We have spent time in the past here discussing the procedures followed by the National Fire Protection Association (NFPA) when a new code is promulgated or when changes to an existing document is made. Now we turn our attention to the process to which the International Code Council (ICC) adheres for its documents.
ICC produces a number of codes that are used throughout the United States (see sidebar for a list). Depending on the state in which you live or operate within, you may be using one or more ICC codes. ICC differs from NFPA in one major area: who may have a vote.
While NFPA allows any individual who is a member to vote on actions that may come before the membership at an annual meeting regarding codes and standards, only governmental members may have a final vote on ICC codes. Thus, if you should work for an authority having jurisdiction (AHJ), such as a building or fire department, you may vote on the changes brought before the membership. If you are a professional member, such as a contractor or independent engineer, you do not have a vote on the final actions that come before the membership. We’ll examine the reasons for this momentarily, along with other aspects of how ICC operates.
Code Consolidation Began in 1994
ICC started in 1994 and was created through the merger of three model code organizations:
- Building Officials and Code Administrators Int’l Inc. (BOCA)
- International Conference of Building Officials (ICBO)
- Southern Building Code Congress Int’l Inc. (SBCCI)
At the time of the merger there was concern within the design and construction trades that what was required by one set of model codes was not required in another. By having three different sets of codes the cost of design and construction was increased. For those involved with the promulgation of codes, it required following and participating in three different organizations. Hence, it was time for a single set of codes.
The development of the ICC suite of codes was not for the faint of heart. It involved numerous meetings and hearings across the nation as the three codes were blended into single documents. It is my opinion that the first editions out were not quite ready for primetime.

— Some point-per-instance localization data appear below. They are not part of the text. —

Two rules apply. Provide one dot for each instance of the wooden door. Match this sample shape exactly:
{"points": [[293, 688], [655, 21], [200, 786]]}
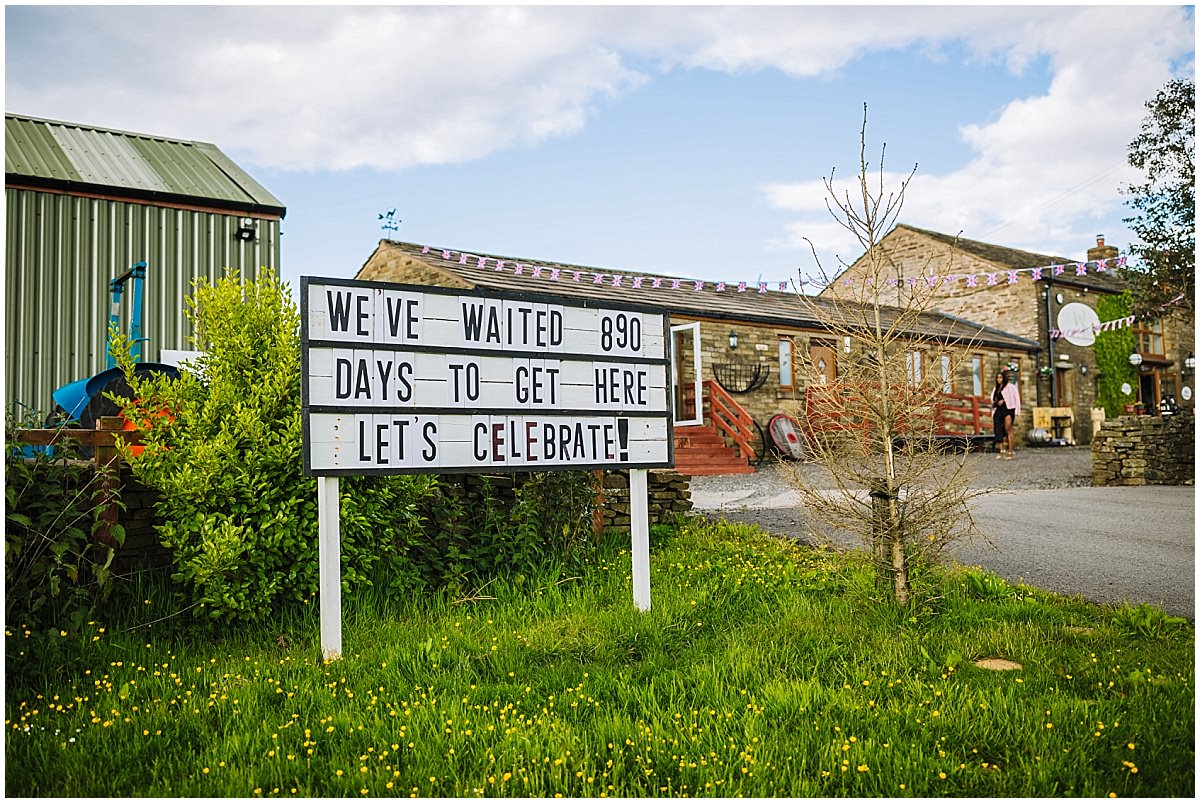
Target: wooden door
{"points": [[823, 360]]}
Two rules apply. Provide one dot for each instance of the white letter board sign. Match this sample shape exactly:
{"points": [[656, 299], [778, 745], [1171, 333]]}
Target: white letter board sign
{"points": [[402, 379]]}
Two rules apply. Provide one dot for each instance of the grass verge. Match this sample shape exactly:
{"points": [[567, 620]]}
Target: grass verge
{"points": [[763, 670]]}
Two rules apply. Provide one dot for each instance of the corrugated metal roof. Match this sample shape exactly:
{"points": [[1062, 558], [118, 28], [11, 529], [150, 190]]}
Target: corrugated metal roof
{"points": [[72, 156], [778, 307]]}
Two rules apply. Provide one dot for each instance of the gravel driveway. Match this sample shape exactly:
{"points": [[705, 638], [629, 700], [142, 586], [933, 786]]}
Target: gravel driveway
{"points": [[1033, 469], [1048, 526]]}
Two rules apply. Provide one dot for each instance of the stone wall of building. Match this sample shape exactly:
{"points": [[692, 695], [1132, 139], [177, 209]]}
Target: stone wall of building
{"points": [[1009, 307], [1145, 450], [759, 345], [669, 491]]}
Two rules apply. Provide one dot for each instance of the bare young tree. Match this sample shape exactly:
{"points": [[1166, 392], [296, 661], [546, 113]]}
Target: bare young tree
{"points": [[887, 478]]}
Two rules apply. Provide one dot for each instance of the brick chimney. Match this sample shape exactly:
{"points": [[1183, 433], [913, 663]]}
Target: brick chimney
{"points": [[1102, 251]]}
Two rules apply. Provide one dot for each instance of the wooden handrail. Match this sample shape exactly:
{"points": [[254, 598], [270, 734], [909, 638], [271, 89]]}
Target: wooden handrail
{"points": [[730, 418], [951, 414]]}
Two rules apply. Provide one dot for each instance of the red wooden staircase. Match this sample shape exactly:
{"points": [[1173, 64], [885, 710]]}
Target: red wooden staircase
{"points": [[705, 449]]}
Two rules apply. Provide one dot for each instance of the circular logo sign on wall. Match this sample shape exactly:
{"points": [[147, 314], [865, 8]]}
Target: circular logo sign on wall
{"points": [[1078, 323]]}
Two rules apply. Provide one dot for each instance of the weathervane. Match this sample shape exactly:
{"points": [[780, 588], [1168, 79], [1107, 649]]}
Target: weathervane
{"points": [[390, 222]]}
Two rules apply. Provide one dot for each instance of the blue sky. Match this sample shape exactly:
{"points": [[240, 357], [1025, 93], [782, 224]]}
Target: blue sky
{"points": [[684, 141]]}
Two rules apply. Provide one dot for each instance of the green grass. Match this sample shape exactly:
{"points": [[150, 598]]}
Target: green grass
{"points": [[763, 670]]}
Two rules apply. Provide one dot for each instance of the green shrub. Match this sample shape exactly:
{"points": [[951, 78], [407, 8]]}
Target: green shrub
{"points": [[54, 575], [1113, 349], [223, 449]]}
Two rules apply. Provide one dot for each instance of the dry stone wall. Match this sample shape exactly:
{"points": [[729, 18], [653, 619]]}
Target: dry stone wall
{"points": [[1145, 450]]}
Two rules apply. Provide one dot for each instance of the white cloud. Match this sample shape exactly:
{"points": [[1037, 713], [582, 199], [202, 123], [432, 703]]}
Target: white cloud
{"points": [[319, 88], [1049, 165]]}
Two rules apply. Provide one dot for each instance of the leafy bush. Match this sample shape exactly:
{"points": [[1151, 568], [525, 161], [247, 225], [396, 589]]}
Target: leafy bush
{"points": [[223, 449], [1113, 349], [53, 573]]}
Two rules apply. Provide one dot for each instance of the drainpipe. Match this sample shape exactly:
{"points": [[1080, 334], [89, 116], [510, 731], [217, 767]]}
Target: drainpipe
{"points": [[1054, 400]]}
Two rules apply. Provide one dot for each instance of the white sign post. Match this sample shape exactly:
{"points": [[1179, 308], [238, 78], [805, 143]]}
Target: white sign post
{"points": [[402, 379]]}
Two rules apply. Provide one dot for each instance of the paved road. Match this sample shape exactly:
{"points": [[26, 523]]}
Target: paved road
{"points": [[1108, 545]]}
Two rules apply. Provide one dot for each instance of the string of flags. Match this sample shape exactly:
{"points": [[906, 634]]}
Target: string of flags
{"points": [[1096, 328], [697, 285], [1109, 325]]}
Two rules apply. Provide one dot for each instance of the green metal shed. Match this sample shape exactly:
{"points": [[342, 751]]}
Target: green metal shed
{"points": [[83, 204]]}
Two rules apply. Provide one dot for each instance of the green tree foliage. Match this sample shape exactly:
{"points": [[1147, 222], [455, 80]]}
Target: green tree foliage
{"points": [[1113, 349], [223, 448], [1163, 275]]}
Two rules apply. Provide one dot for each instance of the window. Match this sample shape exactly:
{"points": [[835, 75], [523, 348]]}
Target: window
{"points": [[786, 372], [912, 363], [1150, 337]]}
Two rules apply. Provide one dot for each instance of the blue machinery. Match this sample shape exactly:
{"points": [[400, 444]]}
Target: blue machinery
{"points": [[83, 400]]}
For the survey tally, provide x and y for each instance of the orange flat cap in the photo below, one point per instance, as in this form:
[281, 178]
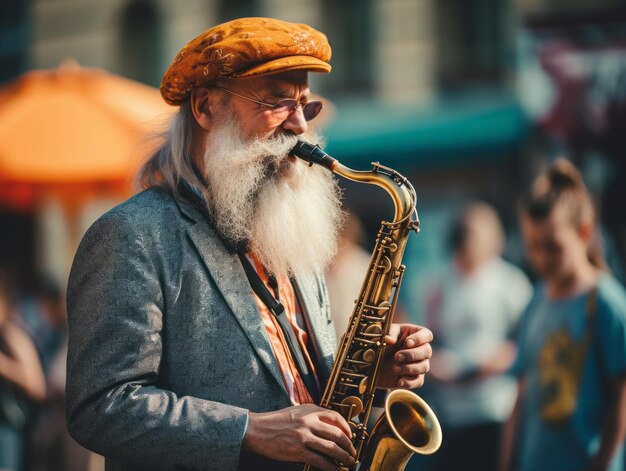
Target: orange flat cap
[245, 47]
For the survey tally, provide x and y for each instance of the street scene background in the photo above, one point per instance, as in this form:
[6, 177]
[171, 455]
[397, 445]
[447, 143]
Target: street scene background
[469, 99]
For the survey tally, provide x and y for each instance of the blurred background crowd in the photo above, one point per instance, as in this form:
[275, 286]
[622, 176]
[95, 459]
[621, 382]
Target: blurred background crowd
[467, 98]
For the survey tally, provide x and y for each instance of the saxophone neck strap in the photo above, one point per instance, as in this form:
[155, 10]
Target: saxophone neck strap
[278, 310]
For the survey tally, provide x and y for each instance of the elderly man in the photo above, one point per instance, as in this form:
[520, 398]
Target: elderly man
[174, 362]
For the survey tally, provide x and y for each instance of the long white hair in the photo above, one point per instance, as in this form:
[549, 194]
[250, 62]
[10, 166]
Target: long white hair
[284, 211]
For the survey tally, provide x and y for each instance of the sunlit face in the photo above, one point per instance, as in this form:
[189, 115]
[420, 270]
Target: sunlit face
[553, 245]
[258, 121]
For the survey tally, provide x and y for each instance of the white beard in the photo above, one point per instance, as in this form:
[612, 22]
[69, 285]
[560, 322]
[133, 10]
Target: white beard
[287, 213]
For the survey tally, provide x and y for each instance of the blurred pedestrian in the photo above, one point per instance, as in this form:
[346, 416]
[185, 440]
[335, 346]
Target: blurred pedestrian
[473, 311]
[49, 446]
[571, 363]
[21, 381]
[345, 275]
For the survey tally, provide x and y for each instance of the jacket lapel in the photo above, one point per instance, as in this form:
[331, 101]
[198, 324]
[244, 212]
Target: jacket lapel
[317, 311]
[226, 270]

Although private industry does not have a final vote, the codes ICC publishes would not be possible without its support and assistance. While there is technical knowledge within the voting governmental member organizations, they do not have all of the expertise required to understand the new technologies and trends that are occurring. There are some AHJs that would disagree with that statement. ICC’s position is those with a financial interest in a product or industry segment should not vote on codes that may favor one over the other. It is a keystone of the organization that by allowing only governmental members final vote on a new code or changes to an existing code, items added that could favor one product or industry over another will not occur. I do not foresee a change to this in the near or far future within ICC.
This is not, however, to say industry does not have a say as to what is in ICC codes. While industry may not have a vote, the majority of proposals for each new edition originate outside governmental channels, or in partnership at the task group level. Anyone may make a proposal when a code comes into cycle. Anyone may speak to an issue when it comes before the membership. I have been involved with several task groups and have spoken on many occasions through the years on one item or another at various hearings. And I have been successful through my comments when the final vote did come.

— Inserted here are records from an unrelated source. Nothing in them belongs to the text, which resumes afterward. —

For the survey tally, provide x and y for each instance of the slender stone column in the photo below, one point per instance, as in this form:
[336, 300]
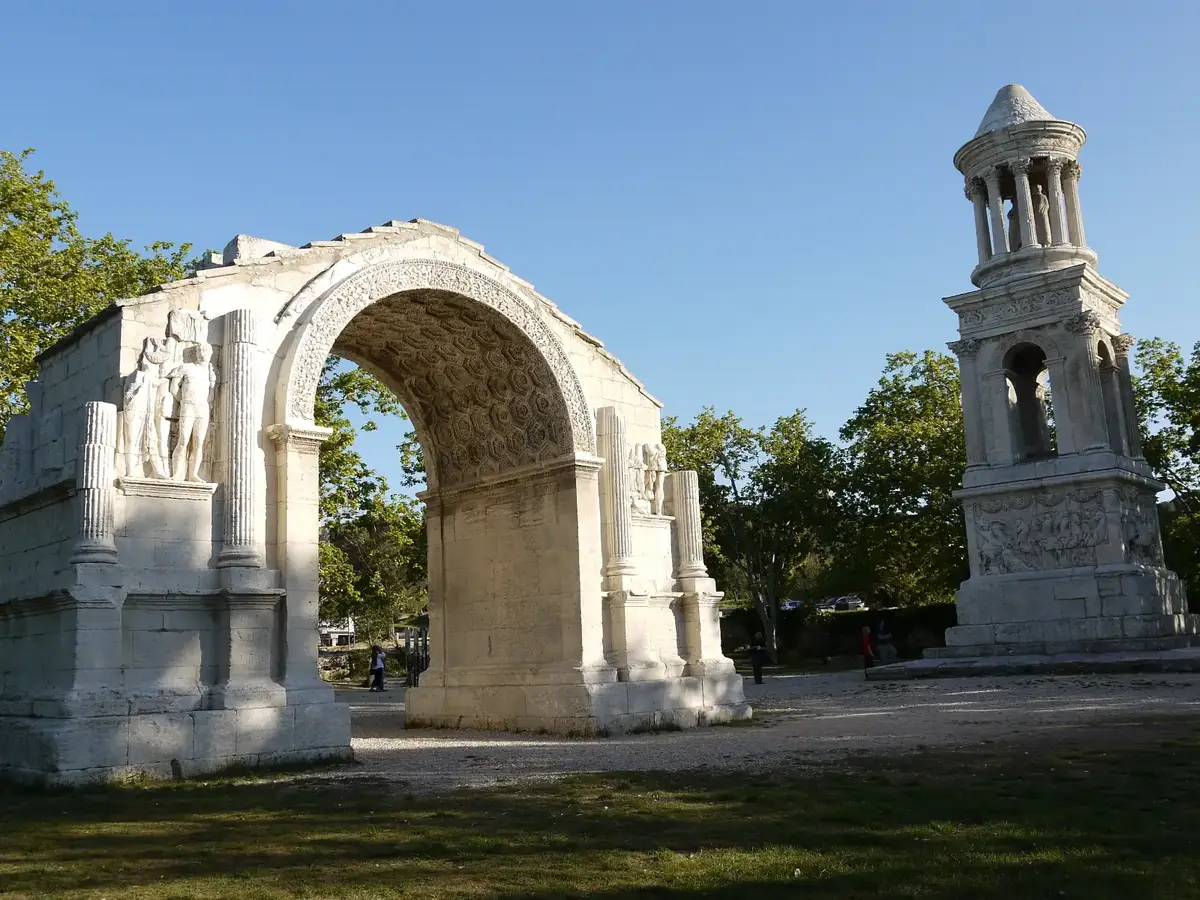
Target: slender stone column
[683, 493]
[1025, 203]
[1121, 347]
[240, 397]
[1083, 364]
[1001, 450]
[615, 498]
[972, 406]
[297, 455]
[1057, 220]
[95, 474]
[1071, 173]
[996, 207]
[978, 196]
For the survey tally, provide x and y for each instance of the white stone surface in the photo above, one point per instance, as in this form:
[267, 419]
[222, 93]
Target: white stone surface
[186, 637]
[1062, 533]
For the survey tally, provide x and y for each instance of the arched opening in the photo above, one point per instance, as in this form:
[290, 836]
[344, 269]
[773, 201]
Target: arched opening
[1030, 403]
[511, 507]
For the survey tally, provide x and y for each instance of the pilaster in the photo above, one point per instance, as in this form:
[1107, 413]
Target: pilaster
[241, 397]
[615, 501]
[95, 478]
[298, 454]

That said, greater numbers of members of the fire alarm community need to be more involved in the process than just the select few from the Automatic Fire Alarm Association (AFAA), Electronic Security Association (ESA) and National Electrical Manufacturers Association (NEMA).
Reviews, Changes Take 3 Years
At the present time, ICC codes are on a three-year cycle. So as to cut the time involved for hearings, the various codes ICC produces were split into three groups, A, B and C. Within Group A is the International Building Code (IBC); Group B, International Fire Code (IFC); Group C, International Residential Code (IRC). The documents within each group come before the membership on two occasions during a cycle.

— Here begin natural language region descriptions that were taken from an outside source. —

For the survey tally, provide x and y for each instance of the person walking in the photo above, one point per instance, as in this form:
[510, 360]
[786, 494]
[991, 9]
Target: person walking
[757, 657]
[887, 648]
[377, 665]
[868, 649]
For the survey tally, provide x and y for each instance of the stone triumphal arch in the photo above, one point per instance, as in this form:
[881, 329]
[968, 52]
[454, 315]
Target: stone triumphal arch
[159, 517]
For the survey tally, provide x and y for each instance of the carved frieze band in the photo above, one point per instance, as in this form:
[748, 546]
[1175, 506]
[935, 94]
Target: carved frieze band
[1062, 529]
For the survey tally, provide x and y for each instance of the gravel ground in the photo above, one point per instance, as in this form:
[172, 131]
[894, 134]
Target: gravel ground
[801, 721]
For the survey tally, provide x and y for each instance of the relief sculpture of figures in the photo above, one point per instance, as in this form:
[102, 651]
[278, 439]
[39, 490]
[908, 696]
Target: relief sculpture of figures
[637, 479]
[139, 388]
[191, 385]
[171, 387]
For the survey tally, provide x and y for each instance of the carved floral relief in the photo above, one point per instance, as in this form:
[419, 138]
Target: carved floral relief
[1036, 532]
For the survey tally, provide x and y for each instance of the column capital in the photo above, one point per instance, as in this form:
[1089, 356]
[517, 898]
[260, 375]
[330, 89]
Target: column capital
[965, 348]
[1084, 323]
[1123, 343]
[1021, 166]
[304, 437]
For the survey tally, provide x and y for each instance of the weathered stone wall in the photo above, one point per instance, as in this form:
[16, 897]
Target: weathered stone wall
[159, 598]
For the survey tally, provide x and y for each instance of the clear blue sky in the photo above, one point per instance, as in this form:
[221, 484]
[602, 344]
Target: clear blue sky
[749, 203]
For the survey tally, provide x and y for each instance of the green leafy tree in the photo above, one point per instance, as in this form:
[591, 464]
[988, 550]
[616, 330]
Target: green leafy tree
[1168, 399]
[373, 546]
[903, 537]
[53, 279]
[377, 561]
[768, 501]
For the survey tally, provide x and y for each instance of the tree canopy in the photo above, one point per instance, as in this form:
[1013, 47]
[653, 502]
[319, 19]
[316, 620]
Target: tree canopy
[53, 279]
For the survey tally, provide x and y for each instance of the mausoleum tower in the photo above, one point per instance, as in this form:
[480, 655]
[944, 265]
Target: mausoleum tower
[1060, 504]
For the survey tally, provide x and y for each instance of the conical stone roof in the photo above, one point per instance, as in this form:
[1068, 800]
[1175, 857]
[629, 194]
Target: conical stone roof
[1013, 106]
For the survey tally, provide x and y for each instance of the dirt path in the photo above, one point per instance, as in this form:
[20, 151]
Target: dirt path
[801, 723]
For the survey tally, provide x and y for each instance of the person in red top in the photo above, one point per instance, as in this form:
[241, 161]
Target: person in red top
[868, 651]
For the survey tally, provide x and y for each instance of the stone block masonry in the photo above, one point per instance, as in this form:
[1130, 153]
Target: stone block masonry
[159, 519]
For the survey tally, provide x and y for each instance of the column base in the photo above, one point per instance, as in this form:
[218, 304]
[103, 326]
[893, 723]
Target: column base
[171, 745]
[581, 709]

To begin the process, ICC publishes a Code Development Schedule. This schedule provides deadlines for receipt of all code change proposals. It also provides the deadline for receipt of applications for Code Development Consensus Committees. While a nongovernmental member may not vote on final actions, they may be a member of a Code Development Committee. Each code ICC oversees has a code committee. Committee members are appointed by the ICC Board of Directors and have a term of one cycle, but may serve longer than that.